Hi:
I have built a 5V high side buck converter around the UCC28880 almost identical to the circuit in EVM-616. This shows a stable output under low load but a sawtooth oscillation under 50mA load. Looking at the datasheet, equation 19, I see that there could be a potential problem with the time constants. That equation says that the time constant Cfb X (Rfb1 + Rfb2) should be about a tenth of the time constant CL X RL, because the voltage across Cfb is not updated in real time. I also see that the evaluation board EVM-616 schematic has been designed that way.
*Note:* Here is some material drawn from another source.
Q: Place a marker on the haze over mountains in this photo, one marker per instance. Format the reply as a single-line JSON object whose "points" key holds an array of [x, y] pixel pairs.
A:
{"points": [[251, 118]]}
However the catch is that the RL X CL time constant obviously changes as soon as you connect a load and therefore this 1/10 relationship falls apart. . In my case the numbers are as follows:
Rfb1 = 39k, Rfb2 = 9.1k (output = 5.4V), Cfb1 = 2.2uF. CL = 47uF, RL = 10k
This gives me a value of 105ms for Cfb X (Rfb1 + Rfb2). The moment I connect a load that draws 50mA, RL has effectively dropped to 100 ohms. Now the
RL X CL time constant is 4.7ms and that means that the time constant of 105ms is way too high: it should be a tenth of RLXCl = 0.47ms! The datasheet says that if Cfb X (Rfb1 + Rfb2) is too high then the output voltage may drop. Perhaps this is what is happening - drastic drop in output voltage followed by an attempt by the feedback loop to pull it back up etc.
Can A TI engineer help with this formula which apparently seems to break down in this case? What am I missing?